Treize musiciens et musiciennes de l’Orchestre symphonique de Jérusalem étaient sur la scène de la Salle Gaveau, ce jeudi 18 juin pour une ouverture chaleureuse et émouvante du 21e Festival des Cultures juives.
Orchestre mythique, datant des années 1930 et l’origine radiophonique, l’Orchestre symphonique de Jerusalem a notamment créé le David de Milhaud (1954) et Les Sept Portes de Jérusalem de Krzysztof Penderecki (1999). Autant dire que le public a bravé la canicule pour aller entendre un ensemble de ces musiciens, qui a concocté un programme spécialement pour le Festival des Cultures juives. C’est donc devant une salle Gaveau comble, brûlante, et armée d’éventails cartonnés que ce concert d’ouverture a eu lieu.

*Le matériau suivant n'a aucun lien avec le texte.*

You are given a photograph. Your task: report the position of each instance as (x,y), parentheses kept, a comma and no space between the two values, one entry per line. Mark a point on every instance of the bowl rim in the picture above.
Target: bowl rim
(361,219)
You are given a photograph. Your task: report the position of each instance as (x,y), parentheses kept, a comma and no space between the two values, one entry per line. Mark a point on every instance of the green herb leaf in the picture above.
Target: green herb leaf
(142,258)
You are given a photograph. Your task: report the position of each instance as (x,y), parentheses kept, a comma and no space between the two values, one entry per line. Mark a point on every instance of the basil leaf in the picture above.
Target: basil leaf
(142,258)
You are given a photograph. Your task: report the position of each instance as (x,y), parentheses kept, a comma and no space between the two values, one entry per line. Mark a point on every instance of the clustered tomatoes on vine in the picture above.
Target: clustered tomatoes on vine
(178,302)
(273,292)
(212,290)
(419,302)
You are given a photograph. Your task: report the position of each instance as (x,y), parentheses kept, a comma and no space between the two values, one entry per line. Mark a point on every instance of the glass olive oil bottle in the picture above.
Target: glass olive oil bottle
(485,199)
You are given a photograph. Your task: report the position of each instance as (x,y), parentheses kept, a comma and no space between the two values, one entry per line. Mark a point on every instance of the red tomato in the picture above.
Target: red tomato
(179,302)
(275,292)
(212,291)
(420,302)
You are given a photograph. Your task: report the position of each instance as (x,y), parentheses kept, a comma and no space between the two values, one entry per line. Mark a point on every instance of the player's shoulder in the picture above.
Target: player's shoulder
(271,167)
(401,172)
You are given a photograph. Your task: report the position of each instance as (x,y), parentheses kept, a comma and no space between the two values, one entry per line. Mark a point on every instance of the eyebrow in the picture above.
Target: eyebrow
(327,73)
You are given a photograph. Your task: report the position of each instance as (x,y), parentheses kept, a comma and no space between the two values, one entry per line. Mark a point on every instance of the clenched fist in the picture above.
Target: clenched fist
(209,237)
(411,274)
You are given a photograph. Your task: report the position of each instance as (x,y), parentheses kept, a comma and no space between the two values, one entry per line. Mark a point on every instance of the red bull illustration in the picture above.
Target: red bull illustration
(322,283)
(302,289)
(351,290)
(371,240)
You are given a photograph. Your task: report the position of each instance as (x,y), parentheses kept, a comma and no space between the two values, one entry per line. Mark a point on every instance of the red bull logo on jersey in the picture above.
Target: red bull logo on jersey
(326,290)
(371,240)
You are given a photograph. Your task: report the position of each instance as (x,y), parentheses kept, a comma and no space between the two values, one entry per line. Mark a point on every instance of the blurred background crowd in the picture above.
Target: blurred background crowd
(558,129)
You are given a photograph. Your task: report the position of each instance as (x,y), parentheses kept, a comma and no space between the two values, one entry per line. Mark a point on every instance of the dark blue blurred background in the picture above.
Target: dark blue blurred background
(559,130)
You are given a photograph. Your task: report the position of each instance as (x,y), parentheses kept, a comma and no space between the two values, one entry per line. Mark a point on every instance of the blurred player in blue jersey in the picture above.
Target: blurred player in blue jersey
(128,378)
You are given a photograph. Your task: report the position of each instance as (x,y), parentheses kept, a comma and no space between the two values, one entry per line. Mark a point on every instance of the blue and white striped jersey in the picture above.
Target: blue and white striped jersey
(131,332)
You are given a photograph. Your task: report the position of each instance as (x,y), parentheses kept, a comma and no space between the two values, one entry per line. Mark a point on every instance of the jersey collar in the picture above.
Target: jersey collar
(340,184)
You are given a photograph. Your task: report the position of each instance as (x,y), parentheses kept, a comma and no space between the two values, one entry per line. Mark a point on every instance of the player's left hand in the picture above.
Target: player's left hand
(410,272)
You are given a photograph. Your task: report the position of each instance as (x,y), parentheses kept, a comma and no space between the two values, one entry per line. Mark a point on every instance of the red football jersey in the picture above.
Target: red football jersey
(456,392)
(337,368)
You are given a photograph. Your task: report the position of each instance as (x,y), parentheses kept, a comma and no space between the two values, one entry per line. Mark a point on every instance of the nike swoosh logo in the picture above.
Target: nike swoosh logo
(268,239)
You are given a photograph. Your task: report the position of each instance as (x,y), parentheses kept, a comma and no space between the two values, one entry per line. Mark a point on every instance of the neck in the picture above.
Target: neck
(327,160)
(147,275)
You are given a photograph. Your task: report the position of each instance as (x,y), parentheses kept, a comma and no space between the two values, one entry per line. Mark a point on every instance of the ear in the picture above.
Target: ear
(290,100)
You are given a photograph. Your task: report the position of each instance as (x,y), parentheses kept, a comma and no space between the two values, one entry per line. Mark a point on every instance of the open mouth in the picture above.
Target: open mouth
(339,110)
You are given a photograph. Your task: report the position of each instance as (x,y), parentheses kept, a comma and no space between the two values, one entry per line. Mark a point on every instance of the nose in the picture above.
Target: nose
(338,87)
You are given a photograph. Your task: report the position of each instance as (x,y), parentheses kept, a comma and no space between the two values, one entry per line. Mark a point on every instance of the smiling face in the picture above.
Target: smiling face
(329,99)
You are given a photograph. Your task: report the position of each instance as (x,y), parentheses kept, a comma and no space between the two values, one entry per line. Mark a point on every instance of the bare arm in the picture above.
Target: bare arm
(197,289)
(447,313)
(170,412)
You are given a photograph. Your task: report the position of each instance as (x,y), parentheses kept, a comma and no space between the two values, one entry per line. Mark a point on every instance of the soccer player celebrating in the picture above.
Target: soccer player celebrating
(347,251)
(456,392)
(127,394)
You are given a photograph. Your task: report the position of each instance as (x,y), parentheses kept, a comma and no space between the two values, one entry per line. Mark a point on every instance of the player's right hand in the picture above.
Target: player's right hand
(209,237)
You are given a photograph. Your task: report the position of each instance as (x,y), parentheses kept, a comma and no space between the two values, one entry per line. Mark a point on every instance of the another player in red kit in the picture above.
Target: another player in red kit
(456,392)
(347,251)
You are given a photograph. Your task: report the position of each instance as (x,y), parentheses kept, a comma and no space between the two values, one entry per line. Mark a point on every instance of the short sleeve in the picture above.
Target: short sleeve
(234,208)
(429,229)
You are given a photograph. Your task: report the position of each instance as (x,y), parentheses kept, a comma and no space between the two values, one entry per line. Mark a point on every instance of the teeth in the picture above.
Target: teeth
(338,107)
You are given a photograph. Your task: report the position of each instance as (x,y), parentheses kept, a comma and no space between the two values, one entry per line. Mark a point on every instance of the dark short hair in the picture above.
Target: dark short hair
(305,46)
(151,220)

Organisé par le Fonds Social Juif Unifié, et désormais à sa 21e édition, le festival a pour thème cette année la question du Tempo. Venus avec son directeur artistique, Michael Gurfinkel mais sans chef d’orchestre pour les diriger, avec un florilège d’oeuvres classiques et jazz à présenter, les 13 membres de l’Orchestre symphonique de Jérusalem ont démontré de manière constante leur précision et leur immense art du tempo. Avec une majorité de cordes dans la première partie et dès le premier morceau, un challenge. Il s’agissait en effet d’un quatuor du compositeur français et « proustien », Reynaldo Hahn, où quatre des musiciens de l’orchestre ont pu jouer dans cette formation exigeante et très spécifique. Puis le cercle s’est élargi avec un petit voyage vers l’un des « Blockbuster » du baroque : le Canon en Ré majeur de Pachelbel. Nous avons ensuite découvert un compositeur israélien d’origine allemande, Paul Ben-Haim, dont la Musique pour corde en 5 mouvements avait le lyrisme et l’expressionnisme compatible à une oeuvre de Lalo Schifrin. Enfin, avant de se quitter quelques temps pour l’entracte, nous avons voyagé vers l’Amérique des mélanges et métissages avec une très belle version symphonique du Summertime de Gerschwin.
La deuxième partie du concert a été encore plus enivrante, avec un moment de grande musique classique dans l’interprétation de la Symphonie pour cordes de Mendelssohn par l’Ensemble. Le clarinettiste virtuose de l’orchestre a rejoint ses camarades sur scène pour la Quintette de Weber puis un Concertino baroque de Tartini absolument époustouflants. Nous avons ensuite fait une échappée belle et très réussie vers les grincements argentins du Libertango de Piazzolla, avant de finir en apothéose par un très populaire et très élégant America de Leonard Bernstein. Tout ceci nous a mené.e.s au bis chanté avec douceur et émotion par la salle et mené par le clarinettiste : Yrushalaïm shel Zahav.
C’est avec mélancolie, joie, et aussi beaucoup de curiosité pour le reste du programme de ce Festival des Cultures juives que nous avons rejoint la nuit parisienne. Ne manquez pas entre autres ce week-end le concert gratuit de AutoRyno au mémorial de la Shoah (dans le cadre de la fête de la musique) et le concert de clôture du 29 juin au Théâtre de la Ville pour lequel nous avons eu la joie d’interviewer Liat Cohen.